T. Boone Pickens:  Well, Canada’s a sovereign country. And I've lived in Canada in the '60s.  I made a lot of money in Canada.  I have friends there.  I made some nice gifts to the University of Calgary.  And so I feel connected to Canada in a way.  But Canada is going to produce their oil.  The Canadians are -- they actually, when I worked up there, they were more sensitive to the environmental issues than the United States was.  And so I don't think you can make that trade.  I interviewed on a podcast -- I think it’s what it’s called, that I have -- the ambassador to the United States from Canada. And we talked about the whole thing that's over the Keystone Pipeline.  And they want to do business with us.  I mean, they're our best ally.  And they’ll never have a use for -- their country is not big enough to use the oil they produce.  And they like the relationship with us, it’s stable and all.  But, no, I wouldn't try to make that trade.

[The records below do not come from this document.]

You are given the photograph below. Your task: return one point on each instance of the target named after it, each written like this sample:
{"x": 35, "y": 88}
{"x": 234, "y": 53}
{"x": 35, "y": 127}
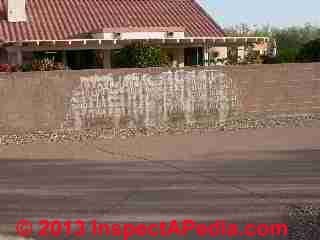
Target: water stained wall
{"x": 134, "y": 98}
{"x": 144, "y": 99}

Greg Dalton:  One consequence of blocking the Keystone Pipeline has been a lot more oil moving around on rail cars, how do you think that should be handled?

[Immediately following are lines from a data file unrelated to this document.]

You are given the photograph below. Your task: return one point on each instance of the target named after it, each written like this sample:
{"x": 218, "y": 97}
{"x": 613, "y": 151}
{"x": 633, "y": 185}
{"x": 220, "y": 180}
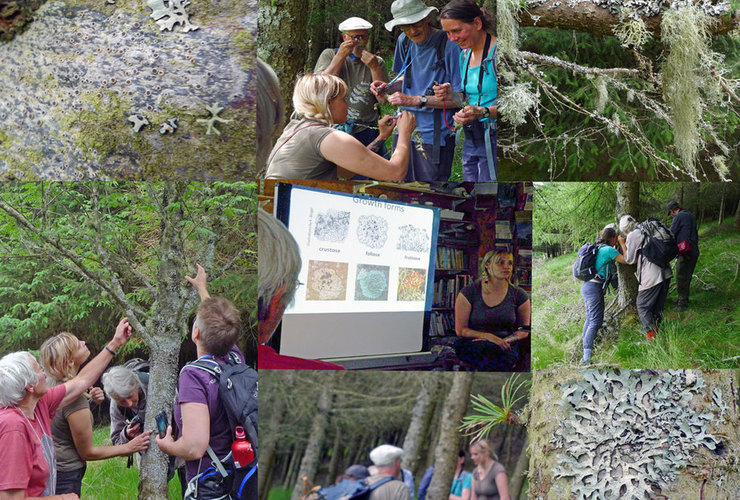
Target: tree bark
{"x": 590, "y": 18}
{"x": 447, "y": 448}
{"x": 421, "y": 417}
{"x": 628, "y": 199}
{"x": 312, "y": 454}
{"x": 550, "y": 472}
{"x": 516, "y": 481}
{"x": 269, "y": 436}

T. Boone Pickens:  It's a lot better to move the oil in a pipeline than it is in rail car.

Greg Dalton:  Safer.

T. Boone Pickens:  Yes, it is.

Greg Dalton:  But oil is happening, moving around on rail.  Should that be changed?  Should there be safer cars?  What should be done about it?

T. Boone Pickens:  Well, I mean, we're talking about America.  We’re talking about business and all, and you start saying you can't move oil by rail, oops.  It's going to make some unusual areas where you can't balance the market without moving the oil.  So I think you have to do that.

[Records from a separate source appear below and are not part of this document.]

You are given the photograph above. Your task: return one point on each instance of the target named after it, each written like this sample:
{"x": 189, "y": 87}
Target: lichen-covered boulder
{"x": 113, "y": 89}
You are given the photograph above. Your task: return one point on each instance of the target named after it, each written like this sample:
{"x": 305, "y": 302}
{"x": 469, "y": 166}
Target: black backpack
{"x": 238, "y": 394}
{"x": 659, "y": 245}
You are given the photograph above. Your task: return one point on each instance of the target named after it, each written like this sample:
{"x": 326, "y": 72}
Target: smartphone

Greg Dalton:  Where do you think oil prices are going to go?  You think they're going to go back up and see $100?

T. Boone Pickens:  Yes.  I think what's going to happen is you'll reach all-time -- you are already at all-time high inventories of oil in the United States. And Cushing, which is the pricing point for American oil, Cushing, Oklahoma.  It happened 100 years that pipelines all kind of intersected at that point in Oklahoma and that's where they built the tank farms.  They have storage there for -- I think that it's 80 million barrels.  And I do know this, they're up to 56 million in storage now and you can't ever fill anything up.

Greg Dalton:  To the tippy top, yea.

T. Boone Pickens:  It doesn't work quite that way.  You got to leave a little cushion. And they feel like at 65 million, they're full.  I mean, to move oil in and out, to give you flexibility, you can't just fill it brimful.  And so we're real close to filling up Cushing, and that prices oil in America.  It's called WTI, West Texas Intermediate.  So when you're sitting there looking at the television in the evening and they give you WTI in Brent -- well, Brent is a global price for oil.  It's called Brent North Sea, but actually it's the pricing of oil from the Mideast.  And this is just the way it's done, but it's a global price for oil.  They don't price you a price for Saudi oil.  Saudi oil is caught up in Brent North Sea.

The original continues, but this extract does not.